Während man in GCP quasi alles machen kann, gibt es für die entweder kleinen oder besonders G Suite-nahen Anwendungsfälle aber auch noch APIs. Überhaupt bietet Google für so ziemlich alles APIs an. Allerdings ist es selten so einfach, unglaublich schnell und leichtgewichtig Ergebnisse zu erzielen wie mit Googles Apps Script.
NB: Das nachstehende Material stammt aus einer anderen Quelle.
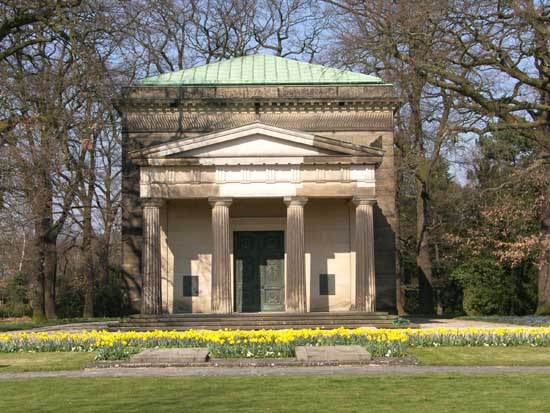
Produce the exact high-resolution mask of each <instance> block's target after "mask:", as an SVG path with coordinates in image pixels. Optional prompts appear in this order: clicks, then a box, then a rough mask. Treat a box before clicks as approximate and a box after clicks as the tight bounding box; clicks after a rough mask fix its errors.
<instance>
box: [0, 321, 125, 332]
mask: <svg viewBox="0 0 550 413" xmlns="http://www.w3.org/2000/svg"><path fill="white" fill-rule="evenodd" d="M112 320H118V318H103V317H97V318H66V319H61V318H60V319H57V320H45V321H33V320H28V321H3V320H2V319H0V333H2V332H8V331H17V330H30V329H32V328H39V327H50V326H57V325H63V324H71V323H88V322H94V321H112Z"/></svg>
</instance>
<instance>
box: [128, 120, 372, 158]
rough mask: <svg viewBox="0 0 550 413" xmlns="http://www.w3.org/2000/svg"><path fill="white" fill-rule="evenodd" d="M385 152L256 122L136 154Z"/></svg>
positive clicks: (318, 154) (302, 132)
mask: <svg viewBox="0 0 550 413" xmlns="http://www.w3.org/2000/svg"><path fill="white" fill-rule="evenodd" d="M382 155H383V151H382V150H380V149H377V148H371V147H368V146H363V145H356V144H352V143H348V142H344V141H340V140H336V139H330V138H326V137H322V136H318V135H314V134H310V133H305V132H301V131H296V130H291V129H284V128H279V127H275V126H271V125H266V124H263V123H259V122H258V123H254V124H250V125H246V126H241V127H238V128H234V129H228V130H225V131H221V132H215V133H210V134H206V135H202V136H199V137H196V138H181V139H178V140H175V141H172V142H169V143H165V144H161V145H157V146H153V147H150V148H147V149H144V150H141V151H139V152H137V153H134V156H136V157H145V158H148V159H159V158H165V159H174V158H251V157H287V158H288V157H323V156H382Z"/></svg>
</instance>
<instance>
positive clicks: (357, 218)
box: [352, 196, 376, 312]
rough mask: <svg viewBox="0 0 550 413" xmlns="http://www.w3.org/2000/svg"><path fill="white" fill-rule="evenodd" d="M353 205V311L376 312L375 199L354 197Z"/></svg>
mask: <svg viewBox="0 0 550 413" xmlns="http://www.w3.org/2000/svg"><path fill="white" fill-rule="evenodd" d="M352 203H353V205H355V309H356V310H357V311H369V312H370V311H376V285H375V268H374V224H373V206H374V204H375V203H376V199H373V198H370V197H359V196H356V197H354V198H353V199H352Z"/></svg>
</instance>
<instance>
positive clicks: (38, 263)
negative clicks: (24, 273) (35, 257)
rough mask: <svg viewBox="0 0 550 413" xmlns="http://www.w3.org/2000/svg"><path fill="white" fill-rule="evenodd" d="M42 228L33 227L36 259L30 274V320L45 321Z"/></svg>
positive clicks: (38, 222) (37, 222) (43, 261)
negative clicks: (42, 244)
mask: <svg viewBox="0 0 550 413" xmlns="http://www.w3.org/2000/svg"><path fill="white" fill-rule="evenodd" d="M41 231H42V228H41V226H40V223H39V222H37V223H36V225H35V237H34V246H35V250H36V259H35V260H34V270H33V274H32V297H31V305H32V318H33V320H37V321H41V320H45V319H46V310H45V308H44V247H43V245H42V244H43V242H42V241H43V238H42V237H41V235H40V234H41Z"/></svg>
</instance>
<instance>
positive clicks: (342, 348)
mask: <svg viewBox="0 0 550 413" xmlns="http://www.w3.org/2000/svg"><path fill="white" fill-rule="evenodd" d="M371 359H372V356H371V355H370V353H369V352H368V351H367V350H365V349H364V348H363V347H361V346H317V347H308V346H298V347H296V360H298V361H342V362H346V361H347V362H350V361H353V362H368V361H370V360H371Z"/></svg>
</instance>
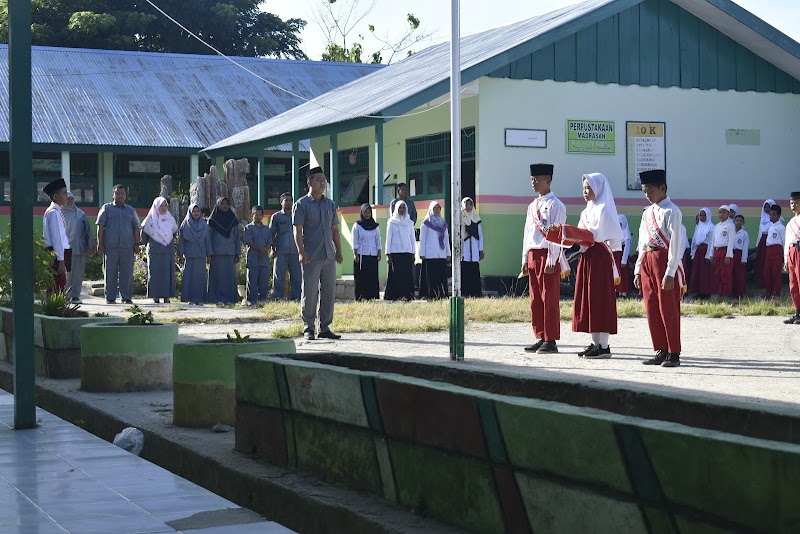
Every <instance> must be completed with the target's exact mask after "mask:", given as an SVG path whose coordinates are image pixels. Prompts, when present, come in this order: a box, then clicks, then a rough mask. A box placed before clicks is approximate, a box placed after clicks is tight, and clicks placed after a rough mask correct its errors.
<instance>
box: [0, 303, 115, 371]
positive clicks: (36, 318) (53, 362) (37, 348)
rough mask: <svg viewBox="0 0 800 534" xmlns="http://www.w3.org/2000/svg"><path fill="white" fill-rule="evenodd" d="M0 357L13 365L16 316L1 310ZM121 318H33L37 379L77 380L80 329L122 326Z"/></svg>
mask: <svg viewBox="0 0 800 534" xmlns="http://www.w3.org/2000/svg"><path fill="white" fill-rule="evenodd" d="M0 314H2V320H0V331H2V333H3V338H4V339H3V342H2V343H0V357H1V358H2V359H5V360H7V361H9V362H11V363H13V355H12V351H11V346H12V343H13V340H14V314H13V313H12V312H11V310H10V309H8V308H0ZM120 321H121V319H120V318H118V317H51V316H48V315H40V314H38V313H37V314H34V316H33V345H34V368H35V371H36V375H37V376H44V377H48V378H78V377H80V376H81V335H80V331H81V326H83V325H85V324H92V323H107V322H112V323H113V322H120Z"/></svg>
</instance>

Ein kleiner Tipp dazu: Es gibt ein super-praktisches Tool um diesen Code zu verwalten, das sich google/clasp nennt. Damit kann man TypeScript statt JavaScript schreiben, oder einfach nur seinen Code in einem Repo versionieren statt in Drive. Julian Felix Rost hat da auch schon mal den einen oder anderen Blog-Beitrag oder YouTube-Vortrag dazu veröffentlicht.

Zu guter Letzt noch, weil man das vielleicht auch nicht immer so auf dem Schirm hat, es aber ziemlich am Herzen liegt: Grundsätzlich hat Google ein ganz starkes Commitment für Open Source. Sowohl in den Produkten, die sie oft an die Community zurückgeben, als auch mit ihren Dienstleistungen, bei denen sie ganz stark darauf achten, vendor lock-in zu minimieren.